The euro shot up today and touched US$ 1.10, its highest since the beginning of February, after publishing the drop in inflation in the United States in March, which was higher than expected and therefore the Federal Reserve (Fed) does not need be so aggressive with your interest rates.
The euro was exchanged around 15:00 GMT at $1.0995, compared to $1.0917 in the last hours of European currency market trading the previous day.
The European Central Bank (ECB) set the reference exchange rate for the euro at $1.0922.
The annual rate of inflation in the United States continued to decline in March, for the ninth consecutive month, and stood at 5%, one point below that of February and the lowest rate since May 2021.
In monthly terms, on the other hand, consumer prices rose one tenth in March (compared to the four tenths they rose in February).
In addition, core inflation, which measures the rise in consumer prices minus food and energy prices, the most volatile, rose four tenths in March and placed its interannual rate at 5.6%.
Despite the fact that Underlying inflation increases, markets anticipate that the fed will raise its interest rates at most two more times by 25 basis points each.
Equities rose and sovereign debt yields fell sharply, especially bonds at the closest end of the curve, those with shorter maturities.

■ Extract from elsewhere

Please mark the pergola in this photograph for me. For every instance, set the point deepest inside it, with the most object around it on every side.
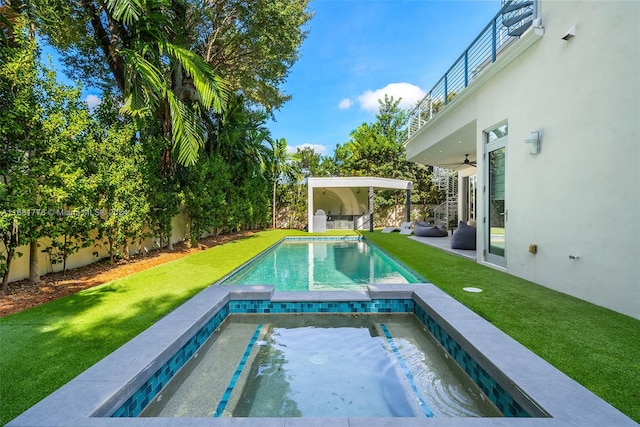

The Fed will publish this Wednesday the minutes of its March monetary policy meeting, in which it raised its interest rates by a quarter of a percentage point, to a range between 4.75 and 5%, and its president, Jerome Powell, he was cautious.
If the report maintains this cautious tone, the dollar could depreciate further.
The governor of the Bank of France, Francois Villeroy de Galhau, considered that inflation in the euro area may be more persistent than previously expected, especially core inflation, which is also rising in the countries that share the euro.
The single currency was exchanged in a fluctuation band between 1.0914 and 1.0998 dollars.